PrivatBank wins appeal against former owners in London court

The Court of Appeal of England and Wales upheld the appeal petition filed by state-owned PrivatBank against the ruling of the court of first instance, following which the consideration of the bank claim against its former owners, Igor Kolomoisky and Gennady Bogolyubov, did not fall within the jurisdiction of this court.

The court order on a worldwide asset freeze, received in December 2017, shall remain in force until the court adopts a ruling on merits. In its decision, the Court of Appeal fully upheld the claim filed by PrivatBank in respect of all matters, thus reversing the judgment made by Judge Fancourt in December 2018.

Judges of the Court of Appeal concluded that the bank has a sufficient case for the conducting of a judicial examination to recover USD 1.9 billion in full (including interest thereon — USD 3 billion), as stated in the claims.

The Court of Appeal ruled that, under the circumstances, the bank claim should be examined in England on its merits.

The Court also refused to grant the defendants a permission to appeal the ruling and ordered them to file their lines of defense in the claim by the end of November.

A reminder that the hearings in the Court of Appeal in London were held as open proceedings for 5 days in July.

In December 2017, PrivatBank filed a claim with the High Court of London against Igor Kolomoisky, Gennady Bogolyubov, as well as against Teamtrend Ltd, Trade Point Agro Ltd, Collyer Ltd, Rossyan Investing Corp, Milbert Ventures Inc. and ZAO Ukrtransitservice Ltd, allegedly owned or controlled by them.

All the defendant’s companies were mentioned in the rulings by the Pechersky District Court of Kyiv of 29 July 2016, which provided for the seizure of a number of accounts in the Cyprus branch of PrivatBank as part of the investigation on the return of NBU refinancing loans amounting to UAH 19 billion.

Following the audit undertaken at PrivatBank, the Kroll detective agency confirmed that the financial institution was, prior to its nationalization at the end of 2016, the subject of large-scale and coordinated fraudulent actions, which led to losses of at least USD 5.5 billion.

On 4 December 2018, the court acknowledged that PrivatBank filed a claim to obtain the jurisdiction of London court to sue Kolomoisky and Bogolyubov.

The judge argued the conclusion by the fact that the bank did not provide any direct explanation as to why it filed a claim against these companies in December 2017, and none of its arguments presented later was convincing.

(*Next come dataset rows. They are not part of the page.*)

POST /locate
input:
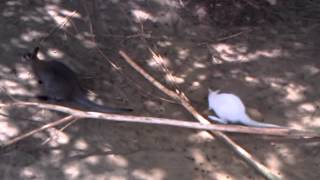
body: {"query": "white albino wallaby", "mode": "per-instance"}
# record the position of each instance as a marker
(230, 109)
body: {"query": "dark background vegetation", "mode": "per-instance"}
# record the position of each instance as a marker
(267, 54)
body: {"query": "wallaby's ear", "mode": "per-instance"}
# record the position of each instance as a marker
(35, 52)
(212, 91)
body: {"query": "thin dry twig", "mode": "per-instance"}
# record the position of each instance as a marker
(290, 133)
(185, 102)
(32, 132)
(67, 19)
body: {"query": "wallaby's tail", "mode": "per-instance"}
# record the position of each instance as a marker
(86, 103)
(251, 122)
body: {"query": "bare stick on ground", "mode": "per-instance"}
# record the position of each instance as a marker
(75, 114)
(186, 104)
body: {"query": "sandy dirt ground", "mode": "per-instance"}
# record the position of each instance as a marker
(268, 55)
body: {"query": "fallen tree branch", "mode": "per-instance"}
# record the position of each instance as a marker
(32, 132)
(283, 132)
(186, 104)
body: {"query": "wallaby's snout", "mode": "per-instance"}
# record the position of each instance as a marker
(31, 56)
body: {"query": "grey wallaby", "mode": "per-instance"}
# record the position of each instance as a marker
(60, 83)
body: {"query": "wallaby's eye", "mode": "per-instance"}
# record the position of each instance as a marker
(27, 55)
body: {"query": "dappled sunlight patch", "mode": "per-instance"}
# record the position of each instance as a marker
(32, 173)
(17, 43)
(7, 130)
(117, 177)
(294, 92)
(117, 160)
(200, 137)
(164, 43)
(59, 15)
(231, 53)
(81, 144)
(199, 65)
(273, 163)
(159, 63)
(141, 15)
(174, 79)
(31, 35)
(310, 70)
(72, 170)
(154, 174)
(55, 53)
(93, 160)
(251, 80)
(222, 176)
(183, 53)
(307, 107)
(310, 121)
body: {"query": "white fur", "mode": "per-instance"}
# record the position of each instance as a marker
(230, 109)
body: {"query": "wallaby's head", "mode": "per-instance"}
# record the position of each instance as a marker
(31, 56)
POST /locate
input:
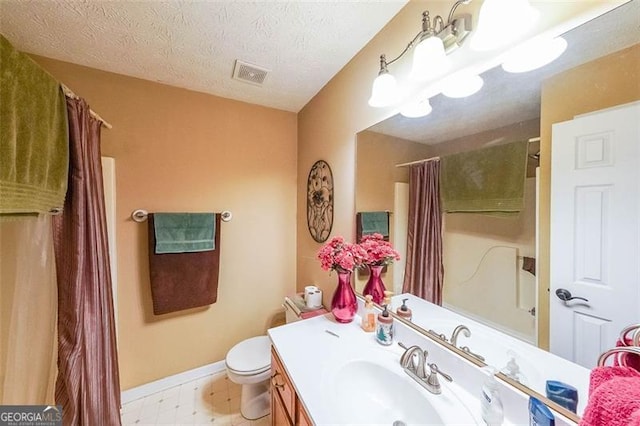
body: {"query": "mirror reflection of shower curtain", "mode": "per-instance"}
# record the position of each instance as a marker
(28, 301)
(424, 271)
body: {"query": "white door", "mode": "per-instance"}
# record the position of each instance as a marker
(595, 231)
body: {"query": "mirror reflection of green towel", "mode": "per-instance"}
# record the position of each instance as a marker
(34, 140)
(488, 181)
(184, 232)
(375, 222)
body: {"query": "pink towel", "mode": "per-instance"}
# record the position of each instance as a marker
(630, 360)
(614, 398)
(600, 375)
(614, 403)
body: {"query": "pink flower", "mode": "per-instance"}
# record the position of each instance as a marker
(338, 255)
(378, 251)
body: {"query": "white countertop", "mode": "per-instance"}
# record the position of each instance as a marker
(311, 357)
(536, 365)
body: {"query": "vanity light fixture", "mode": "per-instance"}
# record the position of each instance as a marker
(417, 109)
(502, 21)
(385, 87)
(435, 40)
(461, 85)
(534, 54)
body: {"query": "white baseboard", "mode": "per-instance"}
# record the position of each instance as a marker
(170, 381)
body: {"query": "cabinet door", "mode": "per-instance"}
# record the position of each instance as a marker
(302, 416)
(281, 385)
(279, 416)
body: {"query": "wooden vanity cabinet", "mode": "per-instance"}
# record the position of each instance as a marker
(286, 408)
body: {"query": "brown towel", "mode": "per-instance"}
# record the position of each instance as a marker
(529, 265)
(183, 280)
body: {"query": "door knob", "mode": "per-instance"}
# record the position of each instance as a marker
(565, 295)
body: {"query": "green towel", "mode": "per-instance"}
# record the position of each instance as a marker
(488, 181)
(375, 222)
(34, 141)
(184, 232)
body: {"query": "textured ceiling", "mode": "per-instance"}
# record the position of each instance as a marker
(193, 44)
(511, 98)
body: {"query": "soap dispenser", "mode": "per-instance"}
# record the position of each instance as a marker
(512, 369)
(384, 329)
(369, 315)
(404, 311)
(387, 299)
(492, 410)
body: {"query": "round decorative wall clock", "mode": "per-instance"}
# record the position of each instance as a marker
(320, 201)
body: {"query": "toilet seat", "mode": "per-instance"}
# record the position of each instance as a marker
(249, 357)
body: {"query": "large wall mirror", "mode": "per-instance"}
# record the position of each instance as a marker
(489, 277)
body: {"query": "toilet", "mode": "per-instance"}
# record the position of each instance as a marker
(248, 364)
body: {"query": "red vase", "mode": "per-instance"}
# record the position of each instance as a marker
(344, 303)
(375, 286)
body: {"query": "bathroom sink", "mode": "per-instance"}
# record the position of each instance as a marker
(363, 392)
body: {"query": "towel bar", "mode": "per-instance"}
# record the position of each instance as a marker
(141, 215)
(625, 331)
(628, 349)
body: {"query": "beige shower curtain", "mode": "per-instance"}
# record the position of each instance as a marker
(424, 272)
(88, 386)
(27, 312)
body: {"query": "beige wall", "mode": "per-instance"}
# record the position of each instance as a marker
(603, 83)
(178, 150)
(492, 287)
(376, 173)
(327, 125)
(483, 276)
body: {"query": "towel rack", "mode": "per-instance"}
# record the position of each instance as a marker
(625, 331)
(628, 349)
(141, 215)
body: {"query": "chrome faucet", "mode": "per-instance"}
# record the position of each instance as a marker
(454, 336)
(433, 384)
(470, 352)
(414, 361)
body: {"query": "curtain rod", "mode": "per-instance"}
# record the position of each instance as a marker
(418, 162)
(69, 94)
(437, 158)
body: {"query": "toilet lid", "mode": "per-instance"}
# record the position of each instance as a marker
(250, 355)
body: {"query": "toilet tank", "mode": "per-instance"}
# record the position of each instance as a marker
(296, 310)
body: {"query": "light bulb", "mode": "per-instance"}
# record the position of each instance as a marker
(384, 91)
(534, 54)
(501, 22)
(429, 59)
(462, 85)
(417, 109)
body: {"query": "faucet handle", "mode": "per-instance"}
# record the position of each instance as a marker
(435, 370)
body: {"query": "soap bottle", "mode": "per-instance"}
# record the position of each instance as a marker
(492, 410)
(404, 311)
(369, 315)
(384, 329)
(387, 299)
(512, 369)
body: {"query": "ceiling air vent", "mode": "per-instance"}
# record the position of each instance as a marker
(249, 73)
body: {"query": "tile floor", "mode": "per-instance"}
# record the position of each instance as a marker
(210, 400)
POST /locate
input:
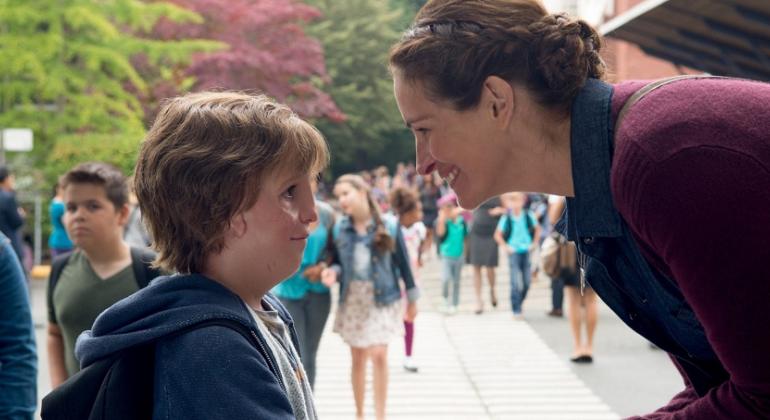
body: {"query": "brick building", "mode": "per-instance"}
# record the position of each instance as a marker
(626, 61)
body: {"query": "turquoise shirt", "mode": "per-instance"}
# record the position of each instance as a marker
(58, 238)
(520, 239)
(297, 286)
(454, 243)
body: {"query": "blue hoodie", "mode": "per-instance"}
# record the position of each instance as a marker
(207, 373)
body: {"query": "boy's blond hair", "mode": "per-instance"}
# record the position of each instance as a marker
(203, 162)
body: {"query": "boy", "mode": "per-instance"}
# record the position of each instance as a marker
(517, 232)
(451, 232)
(223, 181)
(101, 272)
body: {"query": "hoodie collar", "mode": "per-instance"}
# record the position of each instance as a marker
(169, 304)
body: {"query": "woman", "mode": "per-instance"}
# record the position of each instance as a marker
(482, 249)
(502, 96)
(370, 258)
(583, 308)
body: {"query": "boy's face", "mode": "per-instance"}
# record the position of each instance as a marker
(270, 236)
(91, 219)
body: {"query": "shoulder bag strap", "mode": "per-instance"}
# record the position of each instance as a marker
(649, 88)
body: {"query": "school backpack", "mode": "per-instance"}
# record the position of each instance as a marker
(120, 386)
(508, 226)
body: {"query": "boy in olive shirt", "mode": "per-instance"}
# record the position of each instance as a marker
(103, 268)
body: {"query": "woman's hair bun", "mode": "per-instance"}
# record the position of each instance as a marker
(565, 53)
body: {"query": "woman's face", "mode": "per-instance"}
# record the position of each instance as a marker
(459, 145)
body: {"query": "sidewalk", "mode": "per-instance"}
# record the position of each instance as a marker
(472, 366)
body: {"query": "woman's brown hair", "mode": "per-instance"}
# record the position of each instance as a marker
(203, 162)
(382, 241)
(454, 45)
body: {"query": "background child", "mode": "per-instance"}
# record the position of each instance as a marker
(406, 204)
(103, 270)
(517, 232)
(369, 250)
(223, 181)
(451, 231)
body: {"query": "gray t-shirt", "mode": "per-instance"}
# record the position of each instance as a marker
(279, 342)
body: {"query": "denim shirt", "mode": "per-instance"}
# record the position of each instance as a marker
(646, 300)
(386, 268)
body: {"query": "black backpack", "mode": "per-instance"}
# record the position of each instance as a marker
(119, 387)
(508, 226)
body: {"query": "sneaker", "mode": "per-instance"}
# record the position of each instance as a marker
(409, 365)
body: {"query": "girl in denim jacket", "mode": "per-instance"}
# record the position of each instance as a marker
(370, 259)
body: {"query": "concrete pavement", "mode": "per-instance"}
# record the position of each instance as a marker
(486, 366)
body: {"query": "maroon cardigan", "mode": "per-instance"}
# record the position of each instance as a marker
(691, 177)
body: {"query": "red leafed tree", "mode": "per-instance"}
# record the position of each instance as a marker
(268, 51)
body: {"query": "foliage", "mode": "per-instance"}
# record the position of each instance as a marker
(268, 51)
(356, 36)
(66, 70)
(409, 9)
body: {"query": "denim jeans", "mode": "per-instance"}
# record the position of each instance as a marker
(557, 293)
(309, 314)
(18, 355)
(451, 268)
(520, 279)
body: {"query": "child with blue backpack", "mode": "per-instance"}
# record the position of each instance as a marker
(370, 260)
(517, 232)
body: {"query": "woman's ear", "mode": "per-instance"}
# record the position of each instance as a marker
(498, 96)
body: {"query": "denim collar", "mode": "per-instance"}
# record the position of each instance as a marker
(591, 212)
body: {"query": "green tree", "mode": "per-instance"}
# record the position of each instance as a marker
(356, 36)
(67, 74)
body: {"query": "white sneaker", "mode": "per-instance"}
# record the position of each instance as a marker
(409, 365)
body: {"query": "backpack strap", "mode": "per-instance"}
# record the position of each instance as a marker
(636, 97)
(57, 266)
(141, 264)
(528, 216)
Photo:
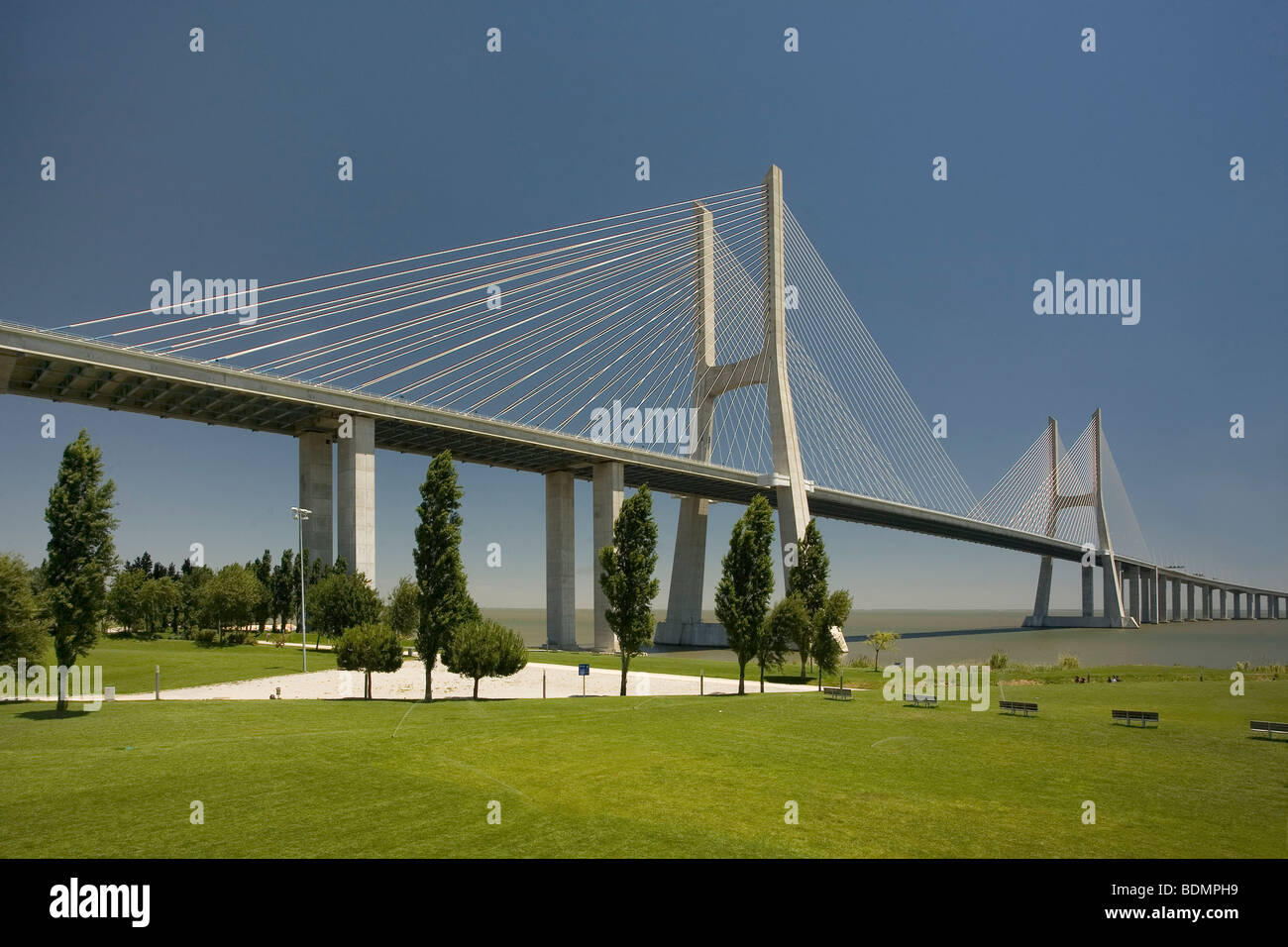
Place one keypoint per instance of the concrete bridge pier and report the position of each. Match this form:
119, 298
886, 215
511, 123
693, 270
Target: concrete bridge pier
606, 495
356, 500
316, 493
561, 562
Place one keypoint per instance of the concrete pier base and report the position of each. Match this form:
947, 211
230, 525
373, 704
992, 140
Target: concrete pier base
561, 562
608, 488
356, 500
316, 493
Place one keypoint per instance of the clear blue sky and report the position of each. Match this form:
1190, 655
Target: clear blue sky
1113, 163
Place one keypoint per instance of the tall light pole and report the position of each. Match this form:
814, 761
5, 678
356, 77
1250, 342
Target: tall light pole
300, 515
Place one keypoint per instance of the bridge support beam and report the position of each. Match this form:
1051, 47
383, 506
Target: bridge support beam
561, 562
793, 504
316, 493
1042, 600
684, 622
356, 500
1113, 591
1136, 594
608, 487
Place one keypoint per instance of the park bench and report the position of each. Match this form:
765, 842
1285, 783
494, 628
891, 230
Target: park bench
1270, 729
1014, 706
1128, 715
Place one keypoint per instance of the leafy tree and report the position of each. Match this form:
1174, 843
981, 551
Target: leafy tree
881, 641
445, 600
24, 633
80, 554
342, 600
807, 581
627, 578
747, 582
825, 648
284, 587
483, 648
402, 612
369, 648
125, 599
263, 570
160, 599
231, 598
192, 579
782, 626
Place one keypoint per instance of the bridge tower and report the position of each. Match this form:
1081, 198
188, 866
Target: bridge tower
1095, 499
767, 368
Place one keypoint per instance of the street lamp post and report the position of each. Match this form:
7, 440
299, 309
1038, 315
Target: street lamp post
300, 515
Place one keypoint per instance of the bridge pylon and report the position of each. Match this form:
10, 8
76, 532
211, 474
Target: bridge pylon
1094, 497
684, 624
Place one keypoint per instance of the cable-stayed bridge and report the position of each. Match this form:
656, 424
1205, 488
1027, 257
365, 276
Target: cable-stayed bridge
702, 348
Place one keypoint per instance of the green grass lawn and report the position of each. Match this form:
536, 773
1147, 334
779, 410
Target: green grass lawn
129, 665
653, 776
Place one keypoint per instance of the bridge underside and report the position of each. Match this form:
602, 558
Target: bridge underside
50, 367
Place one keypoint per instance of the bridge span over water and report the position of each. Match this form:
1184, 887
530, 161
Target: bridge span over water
503, 352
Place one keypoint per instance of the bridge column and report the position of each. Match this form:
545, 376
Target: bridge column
561, 562
608, 487
1133, 602
1113, 592
316, 493
1042, 600
357, 496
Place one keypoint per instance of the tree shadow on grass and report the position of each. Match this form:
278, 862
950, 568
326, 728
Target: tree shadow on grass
54, 714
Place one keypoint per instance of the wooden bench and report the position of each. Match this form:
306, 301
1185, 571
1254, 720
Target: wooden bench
1128, 715
1270, 729
1014, 706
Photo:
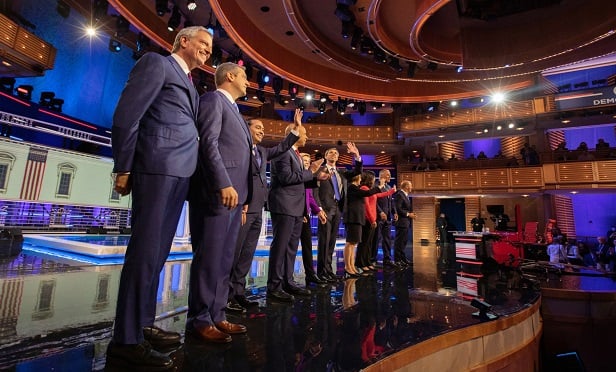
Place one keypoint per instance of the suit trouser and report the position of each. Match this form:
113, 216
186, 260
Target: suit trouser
383, 231
156, 208
283, 250
214, 231
327, 234
401, 239
247, 240
306, 240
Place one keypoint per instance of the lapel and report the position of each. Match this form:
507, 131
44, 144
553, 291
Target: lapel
193, 95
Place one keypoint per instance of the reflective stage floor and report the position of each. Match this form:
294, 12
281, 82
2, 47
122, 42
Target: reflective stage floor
56, 314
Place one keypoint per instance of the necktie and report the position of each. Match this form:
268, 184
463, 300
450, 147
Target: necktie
334, 175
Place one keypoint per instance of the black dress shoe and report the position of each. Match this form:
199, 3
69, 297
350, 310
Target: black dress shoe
280, 296
242, 300
140, 357
234, 307
315, 280
158, 337
299, 291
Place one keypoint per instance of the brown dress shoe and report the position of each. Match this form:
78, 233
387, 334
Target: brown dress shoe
212, 334
231, 328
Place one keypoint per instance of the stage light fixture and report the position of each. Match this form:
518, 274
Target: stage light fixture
293, 90
56, 104
7, 85
25, 91
99, 9
162, 7
174, 19
484, 309
277, 85
114, 45
46, 97
63, 9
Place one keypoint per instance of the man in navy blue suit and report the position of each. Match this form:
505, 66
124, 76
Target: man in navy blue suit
155, 145
220, 190
250, 230
287, 200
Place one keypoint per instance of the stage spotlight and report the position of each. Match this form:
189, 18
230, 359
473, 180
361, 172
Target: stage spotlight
262, 79
25, 91
56, 104
484, 309
277, 85
46, 98
162, 7
7, 85
122, 26
174, 20
99, 9
63, 9
293, 90
361, 107
114, 45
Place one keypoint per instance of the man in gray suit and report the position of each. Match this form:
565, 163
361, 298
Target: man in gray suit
252, 220
220, 189
155, 153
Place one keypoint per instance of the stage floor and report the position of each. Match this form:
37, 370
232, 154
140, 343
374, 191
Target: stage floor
57, 310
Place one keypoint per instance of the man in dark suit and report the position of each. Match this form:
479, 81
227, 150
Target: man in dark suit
386, 214
252, 220
220, 189
286, 202
405, 214
155, 153
331, 197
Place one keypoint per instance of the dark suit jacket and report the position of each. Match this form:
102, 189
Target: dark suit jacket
225, 152
403, 206
156, 134
355, 211
259, 178
288, 190
385, 205
325, 197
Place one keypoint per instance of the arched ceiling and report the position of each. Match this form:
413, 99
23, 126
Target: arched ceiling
500, 44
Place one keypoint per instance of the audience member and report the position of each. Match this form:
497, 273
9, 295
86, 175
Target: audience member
157, 169
331, 196
252, 219
219, 196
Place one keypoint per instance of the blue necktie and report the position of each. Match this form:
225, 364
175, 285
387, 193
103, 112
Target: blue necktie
335, 182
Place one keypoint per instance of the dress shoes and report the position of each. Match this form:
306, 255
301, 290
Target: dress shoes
280, 296
211, 333
231, 328
242, 300
315, 280
140, 357
158, 337
298, 291
235, 307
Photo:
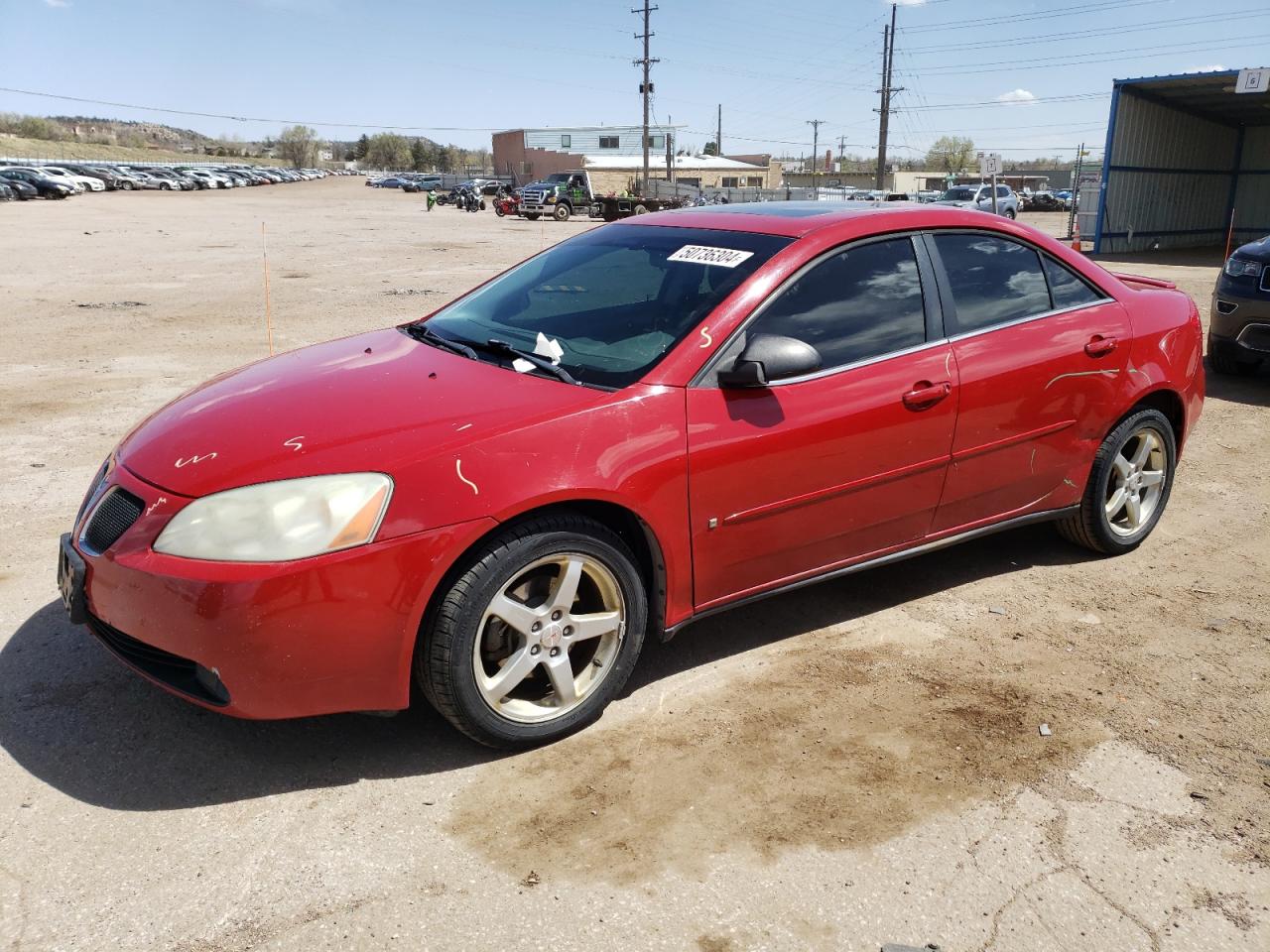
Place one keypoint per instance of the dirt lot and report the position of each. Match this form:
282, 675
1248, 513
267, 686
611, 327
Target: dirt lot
852, 765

In particular, some of the justifications filed by the bank could not be presented in December 2017, since the bank was not aware of them.

At the same time, the judge admitted that the bank had reasonable claims against Kolomoisky and Bogolyubov amounting to at least several million dollars. Moreover, he added that the bank did not have the right to select a court institution acceptable to it. In turn, its former owners had the right to protect their interests in Switzerland, at the place of their permanent residence.

As an interim measure, the court issued an order for the worldwide freezing of assets owned by the bank’s former owners and by the six companies mentioned above for the amount of more than USD 2.5 billion.

The court also ordered Kolomoisky and Bogolyubov to disclose information about all their assets to a limited circle of persons directly involved in the consideration of the case.